Sang Hoon Degeimbre, chef de L’Air du temps: « Ma recette? De bons produits, une technique, de l’émotion » (entretien)
Quinquagénaire, le chef de L’ Air du temps continue à tracer sa route singulière, entre audace et liens à la terre. A ses yeux, la gastronomie n’échappera pas à l’introspection après la crise. Ni à la nécessité de mettre davantage les gourmets en abyme.

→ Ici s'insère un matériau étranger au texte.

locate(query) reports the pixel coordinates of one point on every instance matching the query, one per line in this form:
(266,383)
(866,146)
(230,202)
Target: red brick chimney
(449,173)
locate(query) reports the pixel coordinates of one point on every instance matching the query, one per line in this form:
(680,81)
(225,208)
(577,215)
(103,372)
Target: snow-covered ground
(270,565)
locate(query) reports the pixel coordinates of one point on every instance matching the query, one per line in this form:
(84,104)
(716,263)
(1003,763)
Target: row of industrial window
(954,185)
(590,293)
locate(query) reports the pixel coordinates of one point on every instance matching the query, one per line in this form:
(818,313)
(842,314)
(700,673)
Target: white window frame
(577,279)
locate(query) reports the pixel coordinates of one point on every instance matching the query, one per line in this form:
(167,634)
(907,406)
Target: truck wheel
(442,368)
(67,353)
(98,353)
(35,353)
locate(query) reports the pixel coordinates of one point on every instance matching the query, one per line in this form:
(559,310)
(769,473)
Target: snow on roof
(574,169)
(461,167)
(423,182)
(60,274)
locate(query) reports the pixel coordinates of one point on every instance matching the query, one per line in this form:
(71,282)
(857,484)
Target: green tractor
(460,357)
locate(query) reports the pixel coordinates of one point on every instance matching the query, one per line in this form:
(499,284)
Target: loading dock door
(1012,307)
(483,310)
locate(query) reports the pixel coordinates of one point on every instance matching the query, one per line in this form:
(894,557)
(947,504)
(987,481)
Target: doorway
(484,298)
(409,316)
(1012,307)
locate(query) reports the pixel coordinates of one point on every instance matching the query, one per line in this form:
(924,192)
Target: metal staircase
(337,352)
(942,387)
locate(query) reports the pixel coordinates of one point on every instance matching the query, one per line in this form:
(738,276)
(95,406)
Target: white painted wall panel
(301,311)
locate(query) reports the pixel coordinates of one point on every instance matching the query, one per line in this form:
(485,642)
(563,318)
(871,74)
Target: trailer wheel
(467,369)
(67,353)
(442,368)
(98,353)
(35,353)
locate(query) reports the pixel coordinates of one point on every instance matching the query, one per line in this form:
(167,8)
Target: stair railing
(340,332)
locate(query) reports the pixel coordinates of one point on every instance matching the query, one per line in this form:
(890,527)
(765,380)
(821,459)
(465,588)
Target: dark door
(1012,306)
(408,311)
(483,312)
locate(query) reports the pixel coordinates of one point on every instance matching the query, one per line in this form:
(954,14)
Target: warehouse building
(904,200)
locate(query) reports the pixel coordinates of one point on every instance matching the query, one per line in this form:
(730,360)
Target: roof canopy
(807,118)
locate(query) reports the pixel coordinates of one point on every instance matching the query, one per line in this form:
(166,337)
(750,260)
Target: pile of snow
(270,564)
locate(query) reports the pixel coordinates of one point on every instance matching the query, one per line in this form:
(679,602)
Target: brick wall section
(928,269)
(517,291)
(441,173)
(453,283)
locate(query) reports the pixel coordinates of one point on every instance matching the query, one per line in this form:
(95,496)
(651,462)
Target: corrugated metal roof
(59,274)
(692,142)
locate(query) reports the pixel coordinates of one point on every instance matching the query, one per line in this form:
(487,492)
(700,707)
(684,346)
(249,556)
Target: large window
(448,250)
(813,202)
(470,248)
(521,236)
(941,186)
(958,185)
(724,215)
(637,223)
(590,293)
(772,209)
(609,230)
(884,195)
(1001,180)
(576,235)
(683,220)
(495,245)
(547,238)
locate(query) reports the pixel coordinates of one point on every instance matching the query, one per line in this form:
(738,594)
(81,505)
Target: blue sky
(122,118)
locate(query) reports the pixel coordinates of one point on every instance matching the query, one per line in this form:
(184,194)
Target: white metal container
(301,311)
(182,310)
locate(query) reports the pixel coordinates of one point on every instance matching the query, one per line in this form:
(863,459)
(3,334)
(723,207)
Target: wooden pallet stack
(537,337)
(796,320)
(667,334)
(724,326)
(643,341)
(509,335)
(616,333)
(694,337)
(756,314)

La route est étroite, qui court au milieu des champs. A la chapelle Notre-Dame de Lourdes, le demi-tour s’impose: il fallait donc faire confiance au faucon crécerelle qui volait, comme suspendu à un fil, au-dessus du grand bâtiment blanc. C’est là, dans cette ancienne ferme tout en briques, que le chef Sang Hoon Degeimbre imagine ses menus comme on crée un jardin japonais, élément après élément. Et puis les goûte, tous sens en éveil. A 51 ans, ce sommelier de formation, à la tête du restaurant étoilé L’Air du temps et de cinq autres implantations, reste curieux de tout. Surtout, ne jamais s’arrêter, ni se contenter de quoi que ce soit, pas même du succès. Les années qui passent le voient de plus en plus les mains plongées dans la terre, au propre et au figuré. Le vaste potager qu’il a aménagé à l’arrière de son restaurant, dans cette Hesbaye secouée par les vents, lui procure, par le plus court des circuits courts possibles, les légumes et les herbes qui garnissent ses assiettes. « Le jardin est mon professeur. Et il est philosophe », résume ce jongleur de goûts, derrière sa barbichette. Si la nature lui réserve toujours des surprises, son organisation n’en souffre aucune. Ici, le respect de la planète est le maître mot et rien n’est laissé au hasard. Les motifs végétaux sur lesquels les clients ont vue représentent d’ailleurs le S, première lettre du prénom du chef, et l’idéogramme chinois de l’homme. Il faut toujours faire confiance aux faucons crécerelles…
Il y a une recherche d’une certaine pureté. C’est le bénéfice collatéral de la crise.
En ces temps de pandémie, donc de fermeture des restaurants, comment vont vos équipes?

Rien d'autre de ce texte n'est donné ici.